Meredith Berg intéresse d'abord comme présence dans cette immense zone indépendante où le cinéma d'horreur américain se réinvente en dehors des machines de studio. Deux crédits ne dessinent pas encore une carrière publique pleine, mais ils indiquent une participation à l'atelier permanent du genre. C'est là que beaucoup de formes naissent: le court nerveux, le récit à concept, la variation sur l'intrusion, l'expérience de ton, le film de chambre qui prend un appartement ordinaire et l'étouffe jusqu'à ce qu'il devienne mental.
Les États-Unis sont si dominants dans l'histoire de l'horreur que chaque cinéaste américaine doit trouver une manière de ne pas se laisser engloutir par les modèles. Le piège est évident: refaire le slasher, refaire la maison hantée, refaire le trauma comme argument automatique. Mais le territoire offre aussi une puissance inépuisable. Il suffit parfois de déplacer un cliché d'un degré pour le rendre à nouveau inquiétant. Une fête trop propre, une chambre d'enfant, une application, un quartier résidentiel: le quotidien américain est déjà un plateau de tournage pour la paranoïa.
Dans ce contexte, Berg peut être lue comme une cinéaste de compression. Le catalogue ne donne que deux entrées, mais l'horreur courte a précisément cette vertu: elle révèle la tenue d'un regard sous pression. Le temps manque, donc chaque choix doit compter. Une transition trop lente, un effet sonore trop explicite, une explication de trop peuvent abîmer l'ensemble. À l'inverse, une coupe au bon moment peut créer une blessure durable. Le genre se juge souvent à cette discipline.
Les années 2010 ont été décisives pour cette économie, avec la montée des circuits de courts horrifiques, des plateformes spécialisées et des festivals où les réalisatrices ont pu déplacer le centre de gravité des récits. Le corps féminin n'y est plus seulement exposé au danger. Il devient parfois le lieu d'une perception plus fine du monde menaçant. L'intime, le consentement, la mémoire, la solitude, la violence ordinaire: autant de matières que l'horreur transforme en formes visibles.

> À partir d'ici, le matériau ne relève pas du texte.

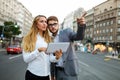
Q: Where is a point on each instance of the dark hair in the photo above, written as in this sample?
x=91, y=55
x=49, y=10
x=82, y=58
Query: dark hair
x=54, y=18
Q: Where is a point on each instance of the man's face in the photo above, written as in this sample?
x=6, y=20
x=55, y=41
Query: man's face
x=53, y=26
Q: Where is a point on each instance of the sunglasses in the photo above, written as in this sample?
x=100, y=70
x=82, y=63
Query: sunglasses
x=54, y=24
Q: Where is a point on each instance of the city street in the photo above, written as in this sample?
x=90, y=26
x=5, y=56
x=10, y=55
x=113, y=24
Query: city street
x=91, y=67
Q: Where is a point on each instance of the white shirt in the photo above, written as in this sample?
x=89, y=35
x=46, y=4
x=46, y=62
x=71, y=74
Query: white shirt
x=55, y=40
x=39, y=62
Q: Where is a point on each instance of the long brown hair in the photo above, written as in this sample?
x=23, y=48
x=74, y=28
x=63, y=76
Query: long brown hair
x=29, y=40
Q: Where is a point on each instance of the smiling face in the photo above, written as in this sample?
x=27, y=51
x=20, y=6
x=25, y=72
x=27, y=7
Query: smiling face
x=42, y=24
x=53, y=26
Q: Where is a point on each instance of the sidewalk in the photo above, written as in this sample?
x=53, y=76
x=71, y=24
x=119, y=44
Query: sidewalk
x=112, y=57
x=2, y=49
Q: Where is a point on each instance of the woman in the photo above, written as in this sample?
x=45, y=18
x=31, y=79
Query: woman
x=34, y=47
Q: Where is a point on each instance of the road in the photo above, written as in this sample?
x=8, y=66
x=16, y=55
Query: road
x=91, y=67
x=97, y=67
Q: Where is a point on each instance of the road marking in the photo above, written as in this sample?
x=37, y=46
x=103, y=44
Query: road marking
x=83, y=63
x=15, y=56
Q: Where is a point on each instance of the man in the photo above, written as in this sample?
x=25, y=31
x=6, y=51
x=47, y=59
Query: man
x=66, y=67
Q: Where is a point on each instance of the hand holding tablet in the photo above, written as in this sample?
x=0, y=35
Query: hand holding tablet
x=52, y=47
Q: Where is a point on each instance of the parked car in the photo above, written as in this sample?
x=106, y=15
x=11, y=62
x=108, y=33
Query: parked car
x=14, y=49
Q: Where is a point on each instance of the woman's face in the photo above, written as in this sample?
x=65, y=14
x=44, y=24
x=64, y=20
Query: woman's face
x=42, y=24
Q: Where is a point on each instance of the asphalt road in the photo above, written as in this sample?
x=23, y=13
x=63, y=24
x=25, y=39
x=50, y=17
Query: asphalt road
x=91, y=67
x=97, y=67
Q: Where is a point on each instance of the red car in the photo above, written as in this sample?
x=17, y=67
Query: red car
x=14, y=49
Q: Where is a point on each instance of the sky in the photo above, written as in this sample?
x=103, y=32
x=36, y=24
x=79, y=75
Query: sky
x=59, y=8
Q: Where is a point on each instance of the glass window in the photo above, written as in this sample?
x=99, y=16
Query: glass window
x=118, y=37
x=118, y=13
x=112, y=22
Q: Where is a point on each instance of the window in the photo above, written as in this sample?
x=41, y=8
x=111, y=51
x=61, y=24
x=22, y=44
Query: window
x=118, y=37
x=110, y=37
x=118, y=29
x=118, y=21
x=112, y=22
x=118, y=13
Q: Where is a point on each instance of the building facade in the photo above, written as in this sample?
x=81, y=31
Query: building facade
x=107, y=23
x=12, y=10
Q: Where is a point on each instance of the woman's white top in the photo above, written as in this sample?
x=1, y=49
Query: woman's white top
x=39, y=62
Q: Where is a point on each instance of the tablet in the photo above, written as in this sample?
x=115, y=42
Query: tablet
x=52, y=47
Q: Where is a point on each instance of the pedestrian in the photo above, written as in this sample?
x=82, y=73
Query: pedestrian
x=34, y=50
x=67, y=66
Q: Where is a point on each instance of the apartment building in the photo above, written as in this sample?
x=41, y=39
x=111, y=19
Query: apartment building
x=12, y=10
x=89, y=25
x=107, y=23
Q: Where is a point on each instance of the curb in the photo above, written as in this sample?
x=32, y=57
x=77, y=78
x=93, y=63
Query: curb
x=112, y=57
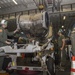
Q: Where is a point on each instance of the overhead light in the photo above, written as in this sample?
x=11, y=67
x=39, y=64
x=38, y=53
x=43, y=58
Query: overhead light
x=15, y=2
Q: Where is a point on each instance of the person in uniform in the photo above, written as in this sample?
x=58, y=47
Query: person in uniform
x=61, y=48
x=3, y=34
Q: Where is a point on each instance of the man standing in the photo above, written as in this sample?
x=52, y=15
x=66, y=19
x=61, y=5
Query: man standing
x=61, y=47
x=3, y=34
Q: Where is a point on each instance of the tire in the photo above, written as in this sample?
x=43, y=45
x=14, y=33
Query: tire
x=50, y=66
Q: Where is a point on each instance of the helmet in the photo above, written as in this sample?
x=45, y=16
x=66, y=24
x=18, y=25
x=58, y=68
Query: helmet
x=4, y=22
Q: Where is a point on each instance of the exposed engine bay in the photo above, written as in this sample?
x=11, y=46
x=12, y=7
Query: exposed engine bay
x=37, y=32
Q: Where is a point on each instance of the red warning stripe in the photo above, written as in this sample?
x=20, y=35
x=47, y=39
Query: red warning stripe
x=72, y=70
x=73, y=58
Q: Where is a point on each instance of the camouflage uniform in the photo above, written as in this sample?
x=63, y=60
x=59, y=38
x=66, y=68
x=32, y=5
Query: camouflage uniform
x=62, y=53
x=3, y=36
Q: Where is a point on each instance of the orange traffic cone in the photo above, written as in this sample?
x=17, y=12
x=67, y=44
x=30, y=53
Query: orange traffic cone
x=73, y=66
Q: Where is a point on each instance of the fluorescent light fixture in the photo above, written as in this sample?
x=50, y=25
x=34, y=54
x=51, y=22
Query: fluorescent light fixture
x=15, y=2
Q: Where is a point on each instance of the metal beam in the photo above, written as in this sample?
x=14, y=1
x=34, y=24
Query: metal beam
x=15, y=9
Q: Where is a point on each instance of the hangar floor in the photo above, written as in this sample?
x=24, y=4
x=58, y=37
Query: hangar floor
x=58, y=72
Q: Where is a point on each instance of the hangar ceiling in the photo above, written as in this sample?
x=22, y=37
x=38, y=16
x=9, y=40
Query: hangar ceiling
x=10, y=6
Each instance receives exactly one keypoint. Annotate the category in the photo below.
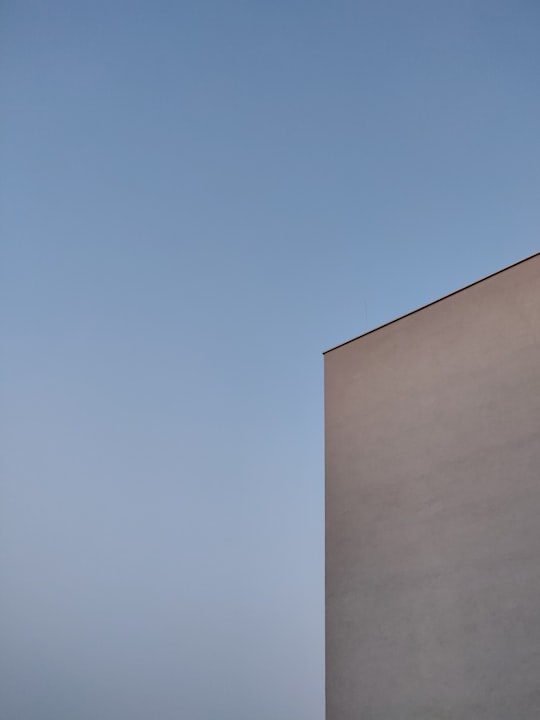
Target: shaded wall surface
(433, 510)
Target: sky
(196, 200)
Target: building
(433, 510)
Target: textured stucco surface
(433, 510)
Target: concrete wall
(433, 510)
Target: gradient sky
(197, 198)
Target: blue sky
(197, 199)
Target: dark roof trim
(434, 302)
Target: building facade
(433, 510)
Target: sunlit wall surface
(433, 510)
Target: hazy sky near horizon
(197, 198)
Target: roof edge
(433, 302)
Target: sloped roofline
(433, 302)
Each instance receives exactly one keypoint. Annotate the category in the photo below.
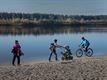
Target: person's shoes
(13, 64)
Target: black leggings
(14, 58)
(53, 52)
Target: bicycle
(81, 50)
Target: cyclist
(85, 43)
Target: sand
(93, 68)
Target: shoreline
(84, 68)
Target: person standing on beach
(16, 52)
(85, 43)
(52, 48)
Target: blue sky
(69, 7)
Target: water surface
(35, 41)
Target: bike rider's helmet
(16, 41)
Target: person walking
(16, 52)
(52, 48)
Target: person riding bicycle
(67, 53)
(85, 43)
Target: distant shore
(54, 24)
(93, 68)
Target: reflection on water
(19, 30)
(35, 41)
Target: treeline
(49, 19)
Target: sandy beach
(93, 68)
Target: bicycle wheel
(79, 53)
(89, 53)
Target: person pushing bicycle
(84, 43)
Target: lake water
(35, 41)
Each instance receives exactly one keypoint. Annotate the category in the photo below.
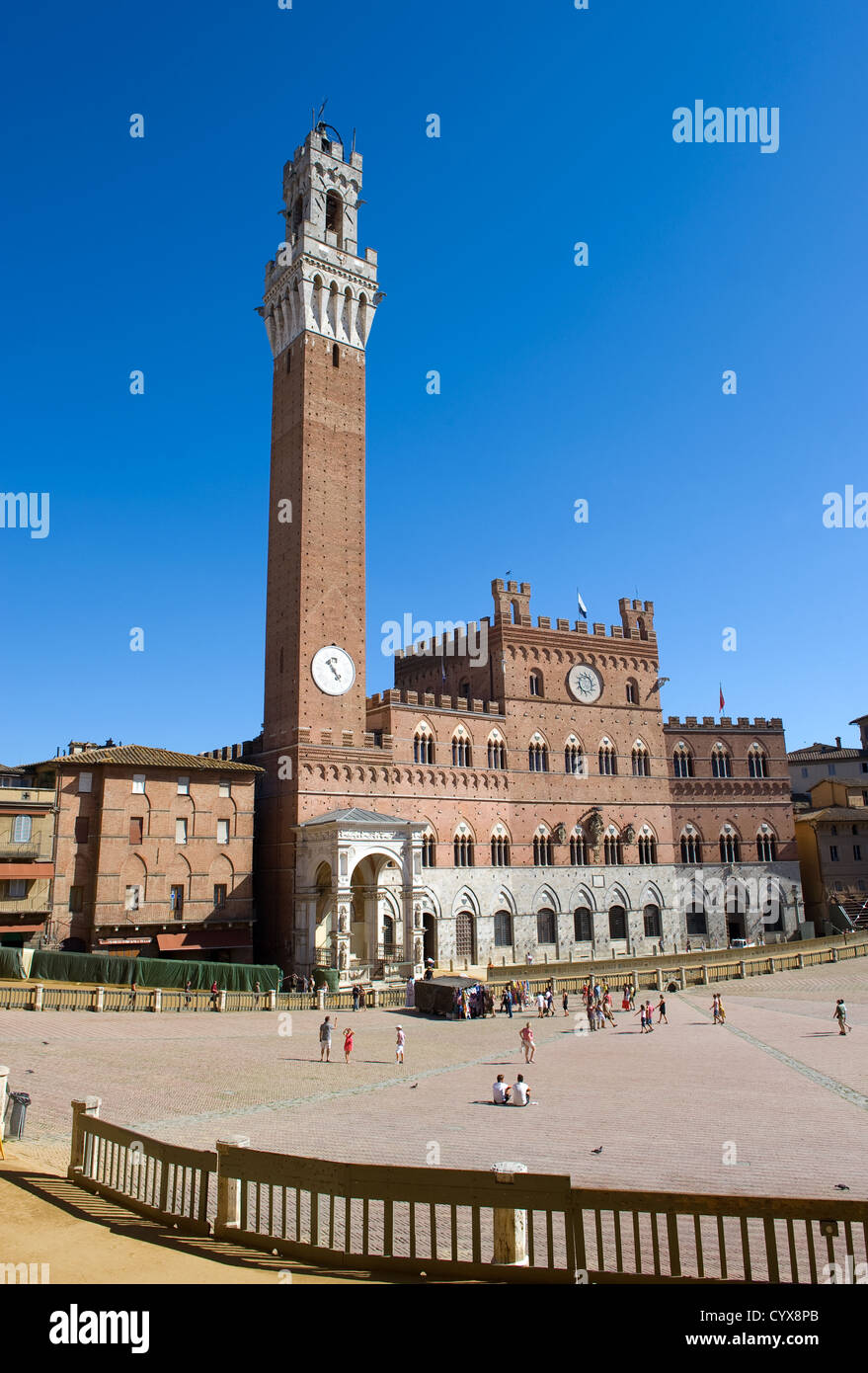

Meredith Berg appartient à cette génération de signatures que l'on doit regarder sans impatience canonique. Il ne s'agit pas de lui coller immédiatement une étiquette définitive, mais de reconnaître ce que deux crédits peuvent déjà faire dans une base spécialisée: ouvrir une porte, créer une attente, signaler une fréquence. Cabane à Sang fonctionne alors comme un outil de repérage. Il met en relation des noms que les grandes histoires du genre oublient facilement.
La force possible de Berg se trouve là, dans la modestie active de l'entrée. Une présence américaine, deux crédits, une place dans le flux contemporain de l'horreur: assez pour rappeler que le genre ne vit pas seulement de ses monstres célèbres. Il vit aussi de cinéastes qui testent la résistance du quotidien, jusqu'au moment où la maison, la rue ou le visage familier cesse d'être un refuge et devient une preuve.